Tuesday, September 6, 2011

My Great Big Canning Adventure: Zucchini Pickles

This year, I decided to add a new layer onto my canning experience. I learned a lot last year, canning jams and tomatoes. This year I am going to take it to a new level and try my hand at pickles. The first pickles I made were Zucchini Bread and Butter Pickles. This is a modified recipe from what can be found in the Ball Blue Book Guide to Preserving.

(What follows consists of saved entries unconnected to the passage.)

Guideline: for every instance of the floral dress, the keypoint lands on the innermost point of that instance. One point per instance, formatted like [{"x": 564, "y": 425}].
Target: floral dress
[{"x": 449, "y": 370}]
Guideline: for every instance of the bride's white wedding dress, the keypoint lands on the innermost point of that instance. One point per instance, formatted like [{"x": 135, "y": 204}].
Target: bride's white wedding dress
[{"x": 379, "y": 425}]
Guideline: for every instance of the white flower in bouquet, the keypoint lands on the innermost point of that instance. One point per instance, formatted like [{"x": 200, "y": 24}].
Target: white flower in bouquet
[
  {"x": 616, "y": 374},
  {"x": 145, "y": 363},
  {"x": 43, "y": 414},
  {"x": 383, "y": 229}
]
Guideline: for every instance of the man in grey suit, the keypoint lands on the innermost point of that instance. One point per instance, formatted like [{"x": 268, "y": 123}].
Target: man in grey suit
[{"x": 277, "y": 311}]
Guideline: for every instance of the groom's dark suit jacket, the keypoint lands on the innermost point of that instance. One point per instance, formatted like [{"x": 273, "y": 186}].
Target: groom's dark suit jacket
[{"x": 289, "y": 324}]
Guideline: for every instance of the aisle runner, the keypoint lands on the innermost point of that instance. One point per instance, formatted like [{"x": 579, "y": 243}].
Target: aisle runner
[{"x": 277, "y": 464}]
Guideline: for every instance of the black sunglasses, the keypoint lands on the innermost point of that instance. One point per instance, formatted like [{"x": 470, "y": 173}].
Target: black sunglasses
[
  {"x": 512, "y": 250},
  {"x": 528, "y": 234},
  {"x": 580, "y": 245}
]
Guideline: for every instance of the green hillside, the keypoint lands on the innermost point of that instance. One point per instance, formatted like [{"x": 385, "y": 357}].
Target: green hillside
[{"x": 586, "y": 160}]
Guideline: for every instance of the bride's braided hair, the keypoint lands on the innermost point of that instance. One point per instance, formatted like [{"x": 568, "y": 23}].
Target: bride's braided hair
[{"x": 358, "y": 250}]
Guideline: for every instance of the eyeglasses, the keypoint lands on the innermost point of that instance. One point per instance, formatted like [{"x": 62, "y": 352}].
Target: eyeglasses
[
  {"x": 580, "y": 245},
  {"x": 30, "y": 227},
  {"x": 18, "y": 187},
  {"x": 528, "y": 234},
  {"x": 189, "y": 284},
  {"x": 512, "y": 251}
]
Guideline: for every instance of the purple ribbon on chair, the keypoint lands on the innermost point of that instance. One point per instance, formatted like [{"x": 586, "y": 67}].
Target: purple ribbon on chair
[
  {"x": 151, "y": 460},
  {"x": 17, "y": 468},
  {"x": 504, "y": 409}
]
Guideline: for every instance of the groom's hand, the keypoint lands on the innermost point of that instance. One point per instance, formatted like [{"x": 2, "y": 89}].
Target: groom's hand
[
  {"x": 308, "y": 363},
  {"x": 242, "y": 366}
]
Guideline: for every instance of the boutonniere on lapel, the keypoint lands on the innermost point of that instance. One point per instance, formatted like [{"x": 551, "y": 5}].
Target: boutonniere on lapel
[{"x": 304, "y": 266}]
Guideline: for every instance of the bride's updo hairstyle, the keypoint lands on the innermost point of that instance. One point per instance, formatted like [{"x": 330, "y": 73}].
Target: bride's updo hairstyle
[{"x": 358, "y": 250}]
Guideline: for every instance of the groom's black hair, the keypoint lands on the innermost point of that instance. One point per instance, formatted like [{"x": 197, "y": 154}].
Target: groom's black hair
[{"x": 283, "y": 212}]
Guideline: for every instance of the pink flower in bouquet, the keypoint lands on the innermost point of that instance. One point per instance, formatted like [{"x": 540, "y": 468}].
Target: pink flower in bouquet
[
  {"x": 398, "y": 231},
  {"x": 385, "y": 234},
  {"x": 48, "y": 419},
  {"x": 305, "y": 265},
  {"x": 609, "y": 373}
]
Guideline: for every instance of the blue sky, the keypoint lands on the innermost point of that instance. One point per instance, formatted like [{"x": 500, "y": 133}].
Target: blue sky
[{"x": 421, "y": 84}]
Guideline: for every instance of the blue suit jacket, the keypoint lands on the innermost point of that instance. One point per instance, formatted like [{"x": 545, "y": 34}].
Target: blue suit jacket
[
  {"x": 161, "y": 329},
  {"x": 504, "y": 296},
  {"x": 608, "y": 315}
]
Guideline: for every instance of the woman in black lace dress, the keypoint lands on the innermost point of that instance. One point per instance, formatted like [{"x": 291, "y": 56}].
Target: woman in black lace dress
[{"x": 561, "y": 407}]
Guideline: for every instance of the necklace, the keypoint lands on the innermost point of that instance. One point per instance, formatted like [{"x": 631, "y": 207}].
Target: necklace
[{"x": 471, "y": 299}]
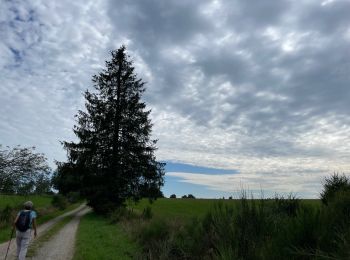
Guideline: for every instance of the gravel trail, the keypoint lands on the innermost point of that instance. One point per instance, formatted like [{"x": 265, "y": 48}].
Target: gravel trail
[
  {"x": 41, "y": 229},
  {"x": 61, "y": 245}
]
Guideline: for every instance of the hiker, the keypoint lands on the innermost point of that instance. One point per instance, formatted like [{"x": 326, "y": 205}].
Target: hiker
[{"x": 24, "y": 222}]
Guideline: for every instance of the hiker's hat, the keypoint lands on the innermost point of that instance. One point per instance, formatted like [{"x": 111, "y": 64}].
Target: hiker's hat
[{"x": 28, "y": 204}]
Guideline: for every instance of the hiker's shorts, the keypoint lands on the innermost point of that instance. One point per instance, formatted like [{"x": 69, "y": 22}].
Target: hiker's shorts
[{"x": 22, "y": 239}]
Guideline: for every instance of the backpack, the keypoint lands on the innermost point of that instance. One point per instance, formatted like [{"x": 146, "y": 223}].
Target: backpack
[{"x": 23, "y": 221}]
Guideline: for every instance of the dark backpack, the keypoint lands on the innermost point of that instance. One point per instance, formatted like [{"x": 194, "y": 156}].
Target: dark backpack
[{"x": 23, "y": 221}]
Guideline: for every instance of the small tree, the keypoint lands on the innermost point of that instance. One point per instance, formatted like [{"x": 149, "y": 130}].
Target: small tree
[
  {"x": 22, "y": 170},
  {"x": 114, "y": 157}
]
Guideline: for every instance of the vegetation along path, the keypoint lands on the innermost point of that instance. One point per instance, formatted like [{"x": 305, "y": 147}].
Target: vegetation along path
[{"x": 60, "y": 246}]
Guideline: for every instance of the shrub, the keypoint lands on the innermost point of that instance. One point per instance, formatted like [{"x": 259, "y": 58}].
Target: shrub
[
  {"x": 147, "y": 213},
  {"x": 287, "y": 206},
  {"x": 332, "y": 185}
]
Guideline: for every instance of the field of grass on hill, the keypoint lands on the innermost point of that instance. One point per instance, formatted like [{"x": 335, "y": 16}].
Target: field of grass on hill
[{"x": 98, "y": 238}]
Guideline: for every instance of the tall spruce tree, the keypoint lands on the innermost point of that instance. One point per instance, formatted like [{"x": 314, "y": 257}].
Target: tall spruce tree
[{"x": 114, "y": 158}]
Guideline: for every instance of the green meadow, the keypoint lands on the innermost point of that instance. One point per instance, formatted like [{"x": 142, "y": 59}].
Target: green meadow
[{"x": 205, "y": 229}]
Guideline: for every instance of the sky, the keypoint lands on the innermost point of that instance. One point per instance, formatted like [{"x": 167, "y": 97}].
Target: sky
[{"x": 247, "y": 95}]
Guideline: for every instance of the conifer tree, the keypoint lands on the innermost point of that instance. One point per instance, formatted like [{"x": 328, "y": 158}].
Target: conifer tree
[{"x": 114, "y": 157}]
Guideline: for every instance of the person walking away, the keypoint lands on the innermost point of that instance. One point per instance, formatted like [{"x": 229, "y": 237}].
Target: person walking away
[{"x": 24, "y": 223}]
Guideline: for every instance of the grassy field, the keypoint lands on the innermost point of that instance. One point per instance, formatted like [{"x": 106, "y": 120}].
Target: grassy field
[
  {"x": 192, "y": 208},
  {"x": 99, "y": 239}
]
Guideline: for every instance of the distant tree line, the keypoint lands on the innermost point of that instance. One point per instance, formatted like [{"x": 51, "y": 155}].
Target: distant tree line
[{"x": 23, "y": 171}]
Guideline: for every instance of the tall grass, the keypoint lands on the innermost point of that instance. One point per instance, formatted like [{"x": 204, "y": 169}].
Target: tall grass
[{"x": 279, "y": 228}]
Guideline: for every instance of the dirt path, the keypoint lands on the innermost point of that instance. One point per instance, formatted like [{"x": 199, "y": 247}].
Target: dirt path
[
  {"x": 61, "y": 246},
  {"x": 41, "y": 230}
]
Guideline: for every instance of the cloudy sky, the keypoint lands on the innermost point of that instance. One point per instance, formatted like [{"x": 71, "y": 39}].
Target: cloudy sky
[{"x": 244, "y": 94}]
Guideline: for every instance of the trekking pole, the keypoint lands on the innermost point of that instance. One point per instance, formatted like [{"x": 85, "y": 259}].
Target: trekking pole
[{"x": 13, "y": 229}]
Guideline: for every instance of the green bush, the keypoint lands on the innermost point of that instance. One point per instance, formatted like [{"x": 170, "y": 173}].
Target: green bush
[
  {"x": 147, "y": 213},
  {"x": 332, "y": 185},
  {"x": 59, "y": 201}
]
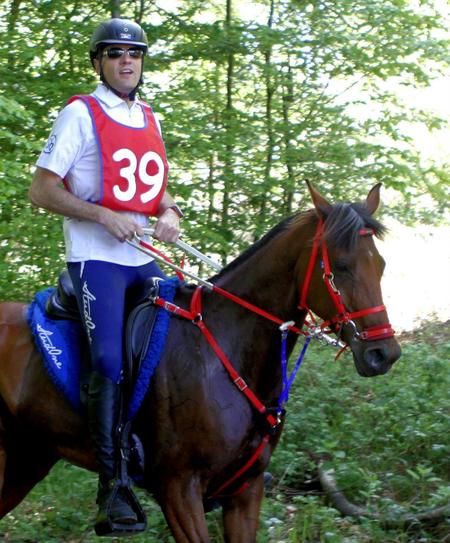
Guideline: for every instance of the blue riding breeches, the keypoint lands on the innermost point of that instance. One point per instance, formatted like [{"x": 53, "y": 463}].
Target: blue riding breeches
[{"x": 106, "y": 293}]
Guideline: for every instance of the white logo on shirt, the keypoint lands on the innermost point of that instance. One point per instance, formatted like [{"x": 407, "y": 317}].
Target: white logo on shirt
[{"x": 50, "y": 144}]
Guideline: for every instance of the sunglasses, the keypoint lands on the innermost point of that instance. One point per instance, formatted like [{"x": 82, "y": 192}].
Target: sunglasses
[{"x": 117, "y": 52}]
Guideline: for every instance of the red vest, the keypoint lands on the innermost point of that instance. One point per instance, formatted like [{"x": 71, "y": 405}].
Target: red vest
[{"x": 133, "y": 162}]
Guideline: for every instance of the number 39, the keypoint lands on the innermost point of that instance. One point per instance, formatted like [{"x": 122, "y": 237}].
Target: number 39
[{"x": 129, "y": 173}]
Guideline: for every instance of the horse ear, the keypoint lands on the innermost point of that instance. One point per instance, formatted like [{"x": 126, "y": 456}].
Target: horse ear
[
  {"x": 373, "y": 199},
  {"x": 321, "y": 205}
]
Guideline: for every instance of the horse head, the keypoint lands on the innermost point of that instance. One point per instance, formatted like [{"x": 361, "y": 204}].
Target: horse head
[{"x": 341, "y": 282}]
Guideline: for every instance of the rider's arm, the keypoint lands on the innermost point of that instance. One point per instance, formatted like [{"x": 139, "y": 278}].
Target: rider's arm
[
  {"x": 167, "y": 227},
  {"x": 48, "y": 192}
]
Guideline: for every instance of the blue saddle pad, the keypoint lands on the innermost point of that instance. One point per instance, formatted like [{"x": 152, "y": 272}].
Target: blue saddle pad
[{"x": 62, "y": 343}]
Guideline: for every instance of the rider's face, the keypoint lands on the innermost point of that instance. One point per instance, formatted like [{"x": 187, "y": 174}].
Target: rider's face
[{"x": 122, "y": 73}]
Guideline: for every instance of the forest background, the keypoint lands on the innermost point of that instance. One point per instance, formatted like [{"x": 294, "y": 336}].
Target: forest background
[{"x": 255, "y": 98}]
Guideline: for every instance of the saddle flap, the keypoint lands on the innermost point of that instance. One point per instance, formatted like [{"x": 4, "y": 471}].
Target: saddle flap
[
  {"x": 139, "y": 328},
  {"x": 62, "y": 303}
]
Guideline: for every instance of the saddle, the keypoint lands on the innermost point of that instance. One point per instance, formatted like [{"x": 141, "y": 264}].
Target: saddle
[{"x": 62, "y": 304}]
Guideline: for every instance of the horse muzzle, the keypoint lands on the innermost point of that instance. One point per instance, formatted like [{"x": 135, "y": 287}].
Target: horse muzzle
[{"x": 374, "y": 357}]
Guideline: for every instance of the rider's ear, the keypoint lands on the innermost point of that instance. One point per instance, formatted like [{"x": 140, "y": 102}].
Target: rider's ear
[
  {"x": 321, "y": 205},
  {"x": 373, "y": 199}
]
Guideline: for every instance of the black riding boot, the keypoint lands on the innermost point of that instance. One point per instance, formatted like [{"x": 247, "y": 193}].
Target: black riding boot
[{"x": 103, "y": 415}]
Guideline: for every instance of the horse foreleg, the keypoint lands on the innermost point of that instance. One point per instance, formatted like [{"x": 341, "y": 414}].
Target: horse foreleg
[
  {"x": 22, "y": 466},
  {"x": 241, "y": 513},
  {"x": 182, "y": 505}
]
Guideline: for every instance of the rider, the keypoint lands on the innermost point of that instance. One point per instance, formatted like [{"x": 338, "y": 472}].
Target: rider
[{"x": 104, "y": 168}]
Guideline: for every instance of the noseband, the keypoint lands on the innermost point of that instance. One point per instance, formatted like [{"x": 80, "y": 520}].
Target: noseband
[{"x": 342, "y": 317}]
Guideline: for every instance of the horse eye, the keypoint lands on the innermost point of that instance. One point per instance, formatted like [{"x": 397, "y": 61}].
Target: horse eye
[{"x": 341, "y": 267}]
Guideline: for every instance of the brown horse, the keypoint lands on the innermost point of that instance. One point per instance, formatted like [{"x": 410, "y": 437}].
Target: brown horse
[{"x": 197, "y": 428}]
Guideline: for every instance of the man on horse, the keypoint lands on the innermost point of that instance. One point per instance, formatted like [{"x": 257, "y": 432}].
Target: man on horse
[{"x": 107, "y": 150}]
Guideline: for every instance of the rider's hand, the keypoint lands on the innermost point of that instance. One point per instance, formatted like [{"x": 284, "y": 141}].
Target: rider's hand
[
  {"x": 119, "y": 225},
  {"x": 167, "y": 228}
]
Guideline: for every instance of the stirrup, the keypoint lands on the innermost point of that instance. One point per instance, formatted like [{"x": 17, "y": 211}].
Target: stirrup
[{"x": 105, "y": 525}]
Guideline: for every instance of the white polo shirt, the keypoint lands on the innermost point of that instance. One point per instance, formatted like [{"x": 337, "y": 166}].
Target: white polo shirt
[{"x": 72, "y": 153}]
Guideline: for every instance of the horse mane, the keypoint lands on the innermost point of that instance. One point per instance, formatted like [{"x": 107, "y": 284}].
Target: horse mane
[{"x": 342, "y": 226}]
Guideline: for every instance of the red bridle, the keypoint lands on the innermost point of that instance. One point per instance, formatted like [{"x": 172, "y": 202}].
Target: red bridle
[{"x": 342, "y": 316}]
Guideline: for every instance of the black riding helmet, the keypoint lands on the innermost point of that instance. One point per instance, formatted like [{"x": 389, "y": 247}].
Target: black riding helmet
[{"x": 117, "y": 31}]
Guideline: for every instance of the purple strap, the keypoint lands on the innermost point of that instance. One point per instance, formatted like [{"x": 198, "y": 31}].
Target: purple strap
[{"x": 288, "y": 380}]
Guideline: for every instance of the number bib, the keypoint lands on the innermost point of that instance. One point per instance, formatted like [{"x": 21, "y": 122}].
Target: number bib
[{"x": 133, "y": 161}]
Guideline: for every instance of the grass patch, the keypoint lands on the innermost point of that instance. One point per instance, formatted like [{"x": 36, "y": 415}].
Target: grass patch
[{"x": 387, "y": 439}]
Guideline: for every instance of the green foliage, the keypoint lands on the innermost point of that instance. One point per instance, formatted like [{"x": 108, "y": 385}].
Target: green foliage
[
  {"x": 387, "y": 439},
  {"x": 251, "y": 108}
]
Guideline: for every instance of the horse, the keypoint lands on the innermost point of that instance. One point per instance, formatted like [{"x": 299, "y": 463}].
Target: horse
[{"x": 200, "y": 428}]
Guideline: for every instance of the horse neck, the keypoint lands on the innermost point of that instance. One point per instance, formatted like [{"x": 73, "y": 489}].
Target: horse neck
[{"x": 268, "y": 280}]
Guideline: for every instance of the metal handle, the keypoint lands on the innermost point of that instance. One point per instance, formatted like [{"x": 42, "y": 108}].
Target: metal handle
[{"x": 188, "y": 249}]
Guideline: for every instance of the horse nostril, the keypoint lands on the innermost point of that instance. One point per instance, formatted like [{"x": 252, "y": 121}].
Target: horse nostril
[{"x": 376, "y": 360}]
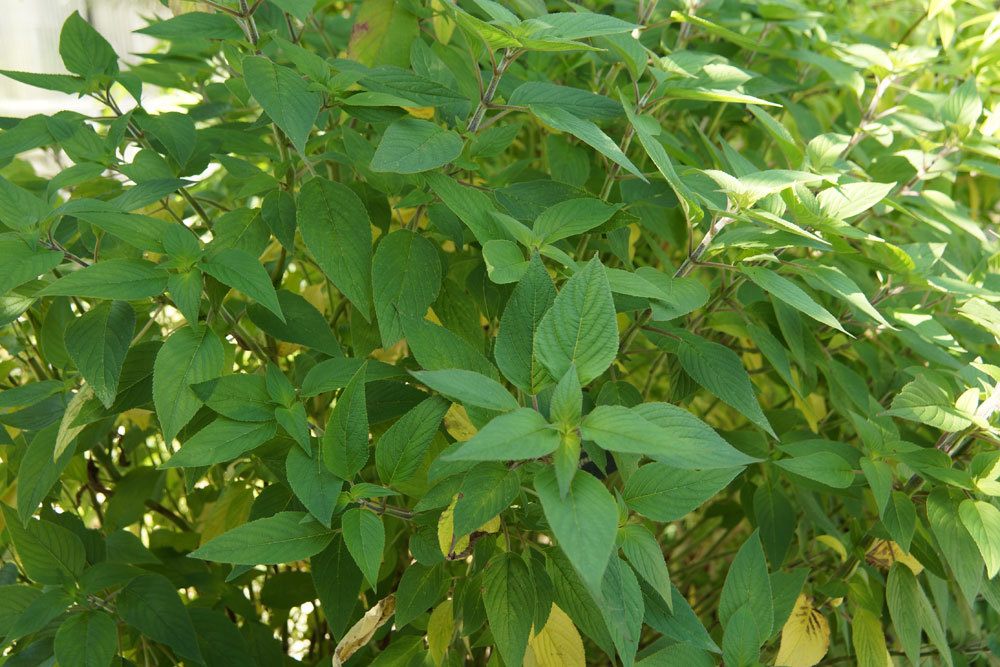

6 medium sized zucchini, sliced how you prefer (I did half spears and half round slices- you should have about 16 cups of sliced zucchini)
7 small onions, sliced
2 medium sweet green peppers, finely diced and partially seeded
1/3 cup canning salt
2 cups sugar
2 tablespoons whole mustard seed
1 tablespoon powdered mustard seed
1 tablespoon pickling seasoning
1 teaspoon tumeric
1 teaspoon celery seed
1 teaspoon peppercorns
2 cups white vinegar with 5% accidity
2 cups apple cider vinegar with 5% accidity

First I sliced the zucchini. The original recipe called for 16 small zucchini, but I was not able to find any small ones. So I used fewer medium sized zucchini instead. Half of them I cut long wise, similar to making carrot sticks, to make pickle spears. The other half, I sliced into rounds so that we could have pickles for sandwiches. I placed all of the zucchini and the other vegetables in a very large bowl together, and sprinkled the salt over top of them. Then I attempted to stir everything so that the salt was evenly distributed through the veggies. There wasn't enough room even in my larger bowl, so I took some out and salted them in a smaller bowl before adding them back to the larger bowl.
After mixing the salt through the veggies, I covered them with ice and let them stand for about four hours.
I drained the ice water off of the veggies and combined the remaining ingredients into a large stock pot. I brought it to a boil and added the veggies. At first I had only used 2 cups of white vinegar and one cup of cider vinegar, but I was concerned that there wasn't enough liquid once I added the veggies to the pot. So that is when I added another cup. I brought the liquid back to a boil and turned down the heat to simmer for ten minutes, stirring occasionally.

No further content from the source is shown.